EL PUEBLO, MI PUEBLO
Hace muchos años, los que no eran de pueblo, los niños de
ciudad que vestían pantalones cortos hasta los catorce años, aparecían
predispuestos para una vida mejor, mejor que la que se nos presentaba a los
niños de pueblo quiero decir. Los que habíamos nacido y vivíamos en el medio
rural pertenecíamos a una clase menor, nos considerábamos como un poco juguete
de la suerte. Por fortuna, echadas a la espalda un par de generaciones, las
cosas han venido cambiando por sí solas, no sin que nos demos cuenta. El
trabajo, la suerte, el sacrificio tantas veces, el dolor con el que se debe
contar, han venido poniendo las cosas en su sitio sin que apenas nos demos
cuenta. Y así, allá de tarde en tarde nos volvemos a encontrar, como producto que
somos del capricho de los tiempos; hecho que suele ocurrir cada verano en la
que es nuestra tierra madre, en nuestro pueblo quiero decir, escenario fiel de
juegos y de viejas historias vividas, que salen a la luz y se repiten con
tintes de novedad en cada reencuentro. Y es que, amigos, querámoslo o no,
llevamos marcadas en la celdillas del corazón las huellas de un pasado que cada
uno de nosotros conocemos.
El amor a nuestro pueblo es una dolencia endémica que afecta
a las gentes de bien, y que sale a la luz cuando nos juntamos con alguien que
padece del mismo mal; circunstancia que se acentúa cada vez que volvemos al
pueblo y llenamos las casas como lo estuvieron en lejanos tiempos, en nuestros
tiempos, cuando nos juntábamos un centenar de niños y otro de niñas que
llenábamos las cuatro escuelas, además de otra clase de párvulos que en
aquellos tiempos regentaba doña Magdalena Orozco. Ahora se habla del cierre
inminente de la única clase que queda, por falta de alumnado, (sólo dos niños me
han dicho en edad escolar), con todo lo que ello conlleva pensando en el futuro
de un municipio que yo llegué a conocer con una población de hecho superior a
los dos mil habitantes, y que al cabo de medio siglo, no mas, se ha visto
reducido a una décima parte de lo que entonces fue.
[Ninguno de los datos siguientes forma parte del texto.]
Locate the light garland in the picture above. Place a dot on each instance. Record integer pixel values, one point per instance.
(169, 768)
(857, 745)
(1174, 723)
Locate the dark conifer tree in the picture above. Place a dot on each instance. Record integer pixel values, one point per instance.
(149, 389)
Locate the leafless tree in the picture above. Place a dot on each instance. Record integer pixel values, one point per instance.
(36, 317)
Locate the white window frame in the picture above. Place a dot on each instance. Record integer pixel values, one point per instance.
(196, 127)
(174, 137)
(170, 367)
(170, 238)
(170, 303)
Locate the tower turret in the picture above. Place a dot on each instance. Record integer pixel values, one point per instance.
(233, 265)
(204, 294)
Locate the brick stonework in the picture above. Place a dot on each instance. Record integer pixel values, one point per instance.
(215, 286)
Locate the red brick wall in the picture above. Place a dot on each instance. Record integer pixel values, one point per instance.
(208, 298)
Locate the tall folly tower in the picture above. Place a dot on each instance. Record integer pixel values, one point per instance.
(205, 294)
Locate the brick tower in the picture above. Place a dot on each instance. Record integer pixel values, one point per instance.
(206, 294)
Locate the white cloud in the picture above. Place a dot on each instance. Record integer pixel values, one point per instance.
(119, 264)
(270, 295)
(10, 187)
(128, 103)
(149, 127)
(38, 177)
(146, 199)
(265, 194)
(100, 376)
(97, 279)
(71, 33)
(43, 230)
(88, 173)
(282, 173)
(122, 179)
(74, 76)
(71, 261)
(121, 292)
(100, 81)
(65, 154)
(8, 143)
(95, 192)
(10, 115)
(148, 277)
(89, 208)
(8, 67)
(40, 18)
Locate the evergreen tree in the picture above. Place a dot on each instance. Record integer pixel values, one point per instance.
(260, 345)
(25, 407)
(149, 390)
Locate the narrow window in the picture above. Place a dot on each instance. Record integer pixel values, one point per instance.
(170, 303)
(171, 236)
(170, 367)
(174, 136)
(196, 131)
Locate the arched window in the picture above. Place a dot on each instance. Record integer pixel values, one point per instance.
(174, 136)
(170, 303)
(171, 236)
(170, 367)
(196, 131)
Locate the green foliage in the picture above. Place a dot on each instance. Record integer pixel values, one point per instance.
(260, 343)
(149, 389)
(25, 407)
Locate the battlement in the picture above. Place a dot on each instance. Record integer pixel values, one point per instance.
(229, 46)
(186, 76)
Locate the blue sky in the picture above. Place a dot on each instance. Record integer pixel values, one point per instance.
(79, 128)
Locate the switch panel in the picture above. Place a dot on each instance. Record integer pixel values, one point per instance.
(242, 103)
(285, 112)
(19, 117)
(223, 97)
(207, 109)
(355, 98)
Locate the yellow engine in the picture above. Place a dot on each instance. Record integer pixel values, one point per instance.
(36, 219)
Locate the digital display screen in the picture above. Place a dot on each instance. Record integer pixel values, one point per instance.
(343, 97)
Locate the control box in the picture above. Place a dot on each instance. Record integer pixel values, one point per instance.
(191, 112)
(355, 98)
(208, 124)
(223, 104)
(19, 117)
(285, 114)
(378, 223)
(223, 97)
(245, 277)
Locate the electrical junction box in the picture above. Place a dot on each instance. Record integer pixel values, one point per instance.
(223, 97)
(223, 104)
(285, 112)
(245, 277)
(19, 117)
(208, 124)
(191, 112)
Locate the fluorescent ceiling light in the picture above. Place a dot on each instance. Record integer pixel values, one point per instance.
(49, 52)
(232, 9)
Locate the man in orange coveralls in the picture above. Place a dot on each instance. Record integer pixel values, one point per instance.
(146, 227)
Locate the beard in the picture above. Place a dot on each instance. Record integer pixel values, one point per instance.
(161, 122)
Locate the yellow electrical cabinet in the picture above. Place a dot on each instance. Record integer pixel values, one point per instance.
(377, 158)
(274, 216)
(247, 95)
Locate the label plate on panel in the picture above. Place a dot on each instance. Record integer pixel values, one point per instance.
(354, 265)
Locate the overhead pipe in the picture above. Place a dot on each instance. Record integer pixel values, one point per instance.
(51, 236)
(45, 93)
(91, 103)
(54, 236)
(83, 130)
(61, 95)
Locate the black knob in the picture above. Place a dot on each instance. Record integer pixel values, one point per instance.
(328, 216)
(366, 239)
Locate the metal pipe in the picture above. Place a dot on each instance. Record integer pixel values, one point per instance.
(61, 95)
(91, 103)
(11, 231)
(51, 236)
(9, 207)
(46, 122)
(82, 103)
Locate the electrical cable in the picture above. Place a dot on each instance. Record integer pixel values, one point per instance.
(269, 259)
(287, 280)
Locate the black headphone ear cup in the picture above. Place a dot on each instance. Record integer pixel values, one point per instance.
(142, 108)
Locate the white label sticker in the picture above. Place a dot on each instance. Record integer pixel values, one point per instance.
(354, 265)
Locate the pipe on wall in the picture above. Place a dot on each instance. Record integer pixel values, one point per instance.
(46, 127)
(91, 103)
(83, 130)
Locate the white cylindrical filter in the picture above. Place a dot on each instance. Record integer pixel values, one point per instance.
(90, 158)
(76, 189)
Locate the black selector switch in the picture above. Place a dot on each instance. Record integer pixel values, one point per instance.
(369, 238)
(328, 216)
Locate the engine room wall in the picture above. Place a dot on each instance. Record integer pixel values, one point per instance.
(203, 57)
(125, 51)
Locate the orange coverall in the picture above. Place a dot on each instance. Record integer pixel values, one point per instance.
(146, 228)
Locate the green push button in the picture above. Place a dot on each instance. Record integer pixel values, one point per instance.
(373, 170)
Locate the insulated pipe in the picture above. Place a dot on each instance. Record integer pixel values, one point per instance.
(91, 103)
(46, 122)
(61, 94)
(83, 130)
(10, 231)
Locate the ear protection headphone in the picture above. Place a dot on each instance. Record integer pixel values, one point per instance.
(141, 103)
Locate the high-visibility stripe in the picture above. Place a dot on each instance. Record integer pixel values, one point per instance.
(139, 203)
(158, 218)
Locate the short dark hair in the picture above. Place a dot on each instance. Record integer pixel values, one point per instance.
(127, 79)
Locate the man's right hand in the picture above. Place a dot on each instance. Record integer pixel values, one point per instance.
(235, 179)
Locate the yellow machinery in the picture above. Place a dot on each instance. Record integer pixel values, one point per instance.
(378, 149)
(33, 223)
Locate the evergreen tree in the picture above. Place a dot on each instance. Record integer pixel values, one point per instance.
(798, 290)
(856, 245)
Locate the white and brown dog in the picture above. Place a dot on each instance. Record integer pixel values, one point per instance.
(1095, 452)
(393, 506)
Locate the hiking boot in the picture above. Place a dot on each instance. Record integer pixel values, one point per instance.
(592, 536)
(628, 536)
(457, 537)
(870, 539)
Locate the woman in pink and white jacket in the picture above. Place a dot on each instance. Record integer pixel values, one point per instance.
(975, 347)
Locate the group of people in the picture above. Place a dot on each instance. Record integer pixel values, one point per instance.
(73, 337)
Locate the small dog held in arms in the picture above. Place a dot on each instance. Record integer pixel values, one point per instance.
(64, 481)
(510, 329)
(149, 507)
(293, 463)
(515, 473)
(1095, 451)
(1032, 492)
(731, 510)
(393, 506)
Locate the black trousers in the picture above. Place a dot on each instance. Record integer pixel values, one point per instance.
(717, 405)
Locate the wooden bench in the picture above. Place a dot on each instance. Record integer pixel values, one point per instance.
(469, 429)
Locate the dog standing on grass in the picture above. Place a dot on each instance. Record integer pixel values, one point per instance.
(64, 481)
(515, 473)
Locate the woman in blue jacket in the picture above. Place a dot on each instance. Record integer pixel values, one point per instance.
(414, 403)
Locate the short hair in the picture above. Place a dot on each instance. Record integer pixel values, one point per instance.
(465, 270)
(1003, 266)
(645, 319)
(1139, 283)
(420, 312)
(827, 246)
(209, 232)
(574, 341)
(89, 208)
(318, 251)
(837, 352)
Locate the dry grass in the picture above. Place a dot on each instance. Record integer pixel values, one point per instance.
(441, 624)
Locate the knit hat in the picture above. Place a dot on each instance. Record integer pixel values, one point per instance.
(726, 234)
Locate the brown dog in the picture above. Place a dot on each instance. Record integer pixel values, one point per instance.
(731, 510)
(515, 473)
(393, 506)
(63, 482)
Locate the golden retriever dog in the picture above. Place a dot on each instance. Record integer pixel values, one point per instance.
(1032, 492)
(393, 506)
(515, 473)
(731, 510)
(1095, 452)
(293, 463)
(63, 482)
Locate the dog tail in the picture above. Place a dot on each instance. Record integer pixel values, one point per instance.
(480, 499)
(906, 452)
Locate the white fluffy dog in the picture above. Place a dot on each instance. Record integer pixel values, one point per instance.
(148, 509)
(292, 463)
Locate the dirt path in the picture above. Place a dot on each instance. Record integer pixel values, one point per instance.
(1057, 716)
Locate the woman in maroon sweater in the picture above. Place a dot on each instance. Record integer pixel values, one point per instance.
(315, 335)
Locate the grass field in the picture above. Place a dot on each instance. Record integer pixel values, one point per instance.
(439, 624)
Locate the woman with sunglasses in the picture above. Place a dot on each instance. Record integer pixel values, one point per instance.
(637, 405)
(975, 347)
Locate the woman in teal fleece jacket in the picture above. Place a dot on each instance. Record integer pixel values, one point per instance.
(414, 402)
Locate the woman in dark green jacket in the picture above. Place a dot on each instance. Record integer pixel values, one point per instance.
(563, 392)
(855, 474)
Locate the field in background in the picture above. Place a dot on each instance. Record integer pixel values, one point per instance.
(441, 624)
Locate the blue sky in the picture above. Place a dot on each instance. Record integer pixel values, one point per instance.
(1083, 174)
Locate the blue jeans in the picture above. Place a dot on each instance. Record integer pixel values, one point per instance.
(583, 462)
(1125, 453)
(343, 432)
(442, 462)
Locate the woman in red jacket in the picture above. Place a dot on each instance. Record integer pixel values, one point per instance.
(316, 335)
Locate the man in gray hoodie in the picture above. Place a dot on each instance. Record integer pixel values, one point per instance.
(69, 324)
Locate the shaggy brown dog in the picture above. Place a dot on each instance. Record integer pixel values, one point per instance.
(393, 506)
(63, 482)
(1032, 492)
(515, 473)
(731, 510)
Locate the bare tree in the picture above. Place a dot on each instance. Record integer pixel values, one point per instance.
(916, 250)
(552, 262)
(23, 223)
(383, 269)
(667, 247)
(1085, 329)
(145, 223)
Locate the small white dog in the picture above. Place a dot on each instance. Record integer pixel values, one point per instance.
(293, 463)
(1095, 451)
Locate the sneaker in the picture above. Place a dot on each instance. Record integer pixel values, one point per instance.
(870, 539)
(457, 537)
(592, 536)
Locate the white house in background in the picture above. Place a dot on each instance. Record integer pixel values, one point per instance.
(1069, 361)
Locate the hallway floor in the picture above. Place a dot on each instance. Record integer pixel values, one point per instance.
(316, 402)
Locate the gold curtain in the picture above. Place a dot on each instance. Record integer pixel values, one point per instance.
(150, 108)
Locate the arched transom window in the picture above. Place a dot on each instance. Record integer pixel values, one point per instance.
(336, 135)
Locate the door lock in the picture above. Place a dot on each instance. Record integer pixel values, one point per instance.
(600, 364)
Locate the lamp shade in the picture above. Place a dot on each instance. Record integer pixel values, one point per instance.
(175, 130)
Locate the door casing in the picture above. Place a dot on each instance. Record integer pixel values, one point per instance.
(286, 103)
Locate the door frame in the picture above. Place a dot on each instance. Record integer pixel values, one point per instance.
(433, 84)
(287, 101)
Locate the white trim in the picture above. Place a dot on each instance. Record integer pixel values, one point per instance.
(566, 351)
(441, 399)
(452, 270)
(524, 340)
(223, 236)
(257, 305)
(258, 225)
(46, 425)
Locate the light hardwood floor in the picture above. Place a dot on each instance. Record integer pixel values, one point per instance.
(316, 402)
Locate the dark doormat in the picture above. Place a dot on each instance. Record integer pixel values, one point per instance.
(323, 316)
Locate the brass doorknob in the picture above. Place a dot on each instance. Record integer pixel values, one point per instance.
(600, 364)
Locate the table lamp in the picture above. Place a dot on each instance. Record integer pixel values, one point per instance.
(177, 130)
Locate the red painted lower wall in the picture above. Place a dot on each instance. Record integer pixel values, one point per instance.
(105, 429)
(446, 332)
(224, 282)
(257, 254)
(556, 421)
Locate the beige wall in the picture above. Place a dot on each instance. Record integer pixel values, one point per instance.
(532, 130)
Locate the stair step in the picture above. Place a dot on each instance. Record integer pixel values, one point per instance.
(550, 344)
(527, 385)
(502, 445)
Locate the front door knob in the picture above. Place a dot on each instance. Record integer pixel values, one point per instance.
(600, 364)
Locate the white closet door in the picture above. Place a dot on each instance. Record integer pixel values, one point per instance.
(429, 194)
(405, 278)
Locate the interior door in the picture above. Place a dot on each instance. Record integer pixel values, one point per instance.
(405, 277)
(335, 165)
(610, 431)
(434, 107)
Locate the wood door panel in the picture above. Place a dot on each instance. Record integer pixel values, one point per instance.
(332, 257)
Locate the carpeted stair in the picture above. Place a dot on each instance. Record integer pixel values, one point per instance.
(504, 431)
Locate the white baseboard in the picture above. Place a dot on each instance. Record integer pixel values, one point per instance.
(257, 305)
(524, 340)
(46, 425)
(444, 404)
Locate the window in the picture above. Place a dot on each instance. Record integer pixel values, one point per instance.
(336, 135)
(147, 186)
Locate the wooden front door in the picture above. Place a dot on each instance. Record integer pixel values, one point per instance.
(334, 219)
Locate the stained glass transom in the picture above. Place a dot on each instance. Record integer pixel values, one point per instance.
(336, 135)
A fe que en Olivares, como lugar de vacaciones y de recreo,
ahora se vive bien. Los tiempos son otros. Antes fuer la ribera la que nos dio
la vida y el bienestar, un tiempo feliz e inolvidable; periodo importante de
nuestra existencia que no todos llegaron a conocer, pero que para mi uso no
deja de ser su época gloriosa que nunca se volverá a repetir. Hoy estamos más
sobrados de todo, en cambio, añoramos aquel pasado irrepetible que no volverá
nunca, como tampoco lo harán tantas personas, familiares y amigos, que muy a
nuestro pesar se fueron sin viaje de vuelta.
Nos queda lo que somos y los que somos. Todavía estamos aquí
presentes para vivir esta añoranza común que se traduce en cariño a lo nuestro,
a todo lo nuestro, virtudes y defectos, que de todo hay, en un pueblo, a pesar
de los pesares, donde nos tocó nacer, vivir niñez y juventud, y del que nos sentimos orgullosos, como bien solemos
demostrar cada verano en que poco a poco, gota a gota, vamos ocupando las casas
y nos permitimos, a Dios gracias, el lujo de reencontrarnos en lugares tan
agradables para la vida en común como nuestros bares y terrazas, nuestra
piscina inmejorable (orgullo de nuestros veranos), y el milagro anual del
reencuentro.
¡Ah! No se me había olvidado. Lo dejo para el final como
punto de cierre a todo lo dicho. Siempre bajo la protección del Santo Niño,
nuestro Patrón, el primero y principal de todos los olivareños.